I had a request last week to cut some Enigma cipher gears - two sets of 5 with 12", 6", and 3" gears. I also cut a drill guide for them so they could properly place the dowel axles (or spindles) I provided. One set has an anchor cut into where one spoke would be because the theme for the room is submarines. They're going to paint these and didn't want engraving on the teeth. These will be for an Escape Room. Fun job, actually, so we're going to offer these in our Etsy shop.

















David


----------



## MoHawk (Dec 8, 2013)

That's a very nice project! I like building clocks so I'm looking for plans that I can cut all or at least most of the gears on my cnc.


----------



## DesertRatTom (Jul 3, 2012)

Dang! Those are intriguing. I think those could only be produced via CNC.


----------



## Herb Stoops (Aug 28, 2012)

You are really getting into some good stuff there David. The CNC really takes the guess work out of making gears, the only way to go.
Good job.
Herb


----------



## difalkner (Jan 3, 2012)

DesertRatTom said:


> Dang! Those are intriguing. I think those could only be produced via CNC.

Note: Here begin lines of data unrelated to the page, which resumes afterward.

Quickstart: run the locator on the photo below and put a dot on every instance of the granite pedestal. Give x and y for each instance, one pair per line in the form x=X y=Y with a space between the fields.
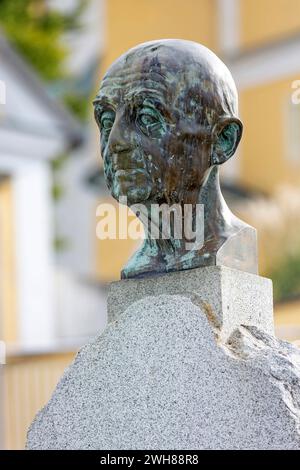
x=189 y=362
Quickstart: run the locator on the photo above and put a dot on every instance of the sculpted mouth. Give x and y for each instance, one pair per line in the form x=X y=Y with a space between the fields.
x=125 y=171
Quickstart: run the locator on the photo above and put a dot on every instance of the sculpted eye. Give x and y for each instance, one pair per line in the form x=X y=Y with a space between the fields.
x=150 y=121
x=107 y=120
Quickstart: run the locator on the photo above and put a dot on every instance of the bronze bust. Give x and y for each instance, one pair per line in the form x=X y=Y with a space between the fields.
x=168 y=117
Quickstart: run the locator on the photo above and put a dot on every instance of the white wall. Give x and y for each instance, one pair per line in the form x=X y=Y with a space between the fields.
x=33 y=238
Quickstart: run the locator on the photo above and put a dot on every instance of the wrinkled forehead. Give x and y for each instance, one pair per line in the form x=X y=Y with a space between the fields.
x=178 y=75
x=154 y=72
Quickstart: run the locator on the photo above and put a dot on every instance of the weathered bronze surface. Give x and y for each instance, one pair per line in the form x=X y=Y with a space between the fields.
x=167 y=112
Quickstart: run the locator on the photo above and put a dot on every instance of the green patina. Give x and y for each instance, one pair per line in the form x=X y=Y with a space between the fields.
x=167 y=113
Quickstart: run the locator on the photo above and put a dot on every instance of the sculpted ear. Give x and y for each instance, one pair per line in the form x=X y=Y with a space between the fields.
x=226 y=136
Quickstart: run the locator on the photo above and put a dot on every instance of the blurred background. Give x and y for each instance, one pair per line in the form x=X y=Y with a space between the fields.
x=54 y=272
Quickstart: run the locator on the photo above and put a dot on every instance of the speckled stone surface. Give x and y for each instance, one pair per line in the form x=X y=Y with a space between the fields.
x=235 y=297
x=161 y=377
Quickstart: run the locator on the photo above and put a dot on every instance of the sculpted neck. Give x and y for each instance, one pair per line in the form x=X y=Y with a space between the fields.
x=216 y=212
x=216 y=216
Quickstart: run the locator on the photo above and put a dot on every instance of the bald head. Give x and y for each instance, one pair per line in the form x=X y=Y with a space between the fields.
x=167 y=113
x=182 y=74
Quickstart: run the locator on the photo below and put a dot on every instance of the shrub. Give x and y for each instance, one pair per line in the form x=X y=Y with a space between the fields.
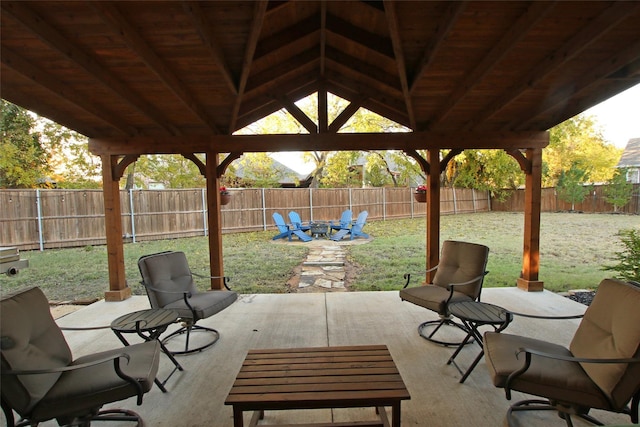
x=628 y=266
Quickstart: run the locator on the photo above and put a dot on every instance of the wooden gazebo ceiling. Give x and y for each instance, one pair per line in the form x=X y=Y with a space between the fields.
x=202 y=69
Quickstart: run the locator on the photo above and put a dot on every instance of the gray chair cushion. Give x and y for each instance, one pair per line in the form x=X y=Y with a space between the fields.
x=99 y=384
x=549 y=378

Thanks, Tom! These can be cut on a laser but it takes a lot longer.

David


----------



## marecat3 (Nov 30, 2010)

They look great.


----------



## sreilly (May 22, 2018)

Great job but I suspect with the right person, that not being me in any life, they could be cut by someone with more time and patience that's an expert with a coping saw. Keep in mind I didn't say it would be easy or practical but it could be done. CNC wins in my book but never say never. I've seen antique clocks with wooden gears all precisely cut by the hands of a Master. Just saying.....


----------



## difalkner (Jan 3, 2012)

Fully understand that, Steve. I'm pretty good with my old 24" scroll saw and could cut these *if I had to* but not at the price point I charged - not even close. To do these and offer them for sale that just screams CNC all the way.

Davd


----------



## sreilly (May 22, 2018)

Hey David, fully understand and I don't suggest even thinking of doing these by hand especially if selling any of this beautiful work. CNC is a wonderful tool and can accomplish tasks I wouldn't even think of attempt to try otherwise.


----------



## TenGees (Sep 12, 2012)

Those are great, David. I'd love to be able to make those.


----------



## RainMan 2.0 (May 6, 2014)

Wow are those ever neat! Amazing what a cnc router table can do in the right hands


----------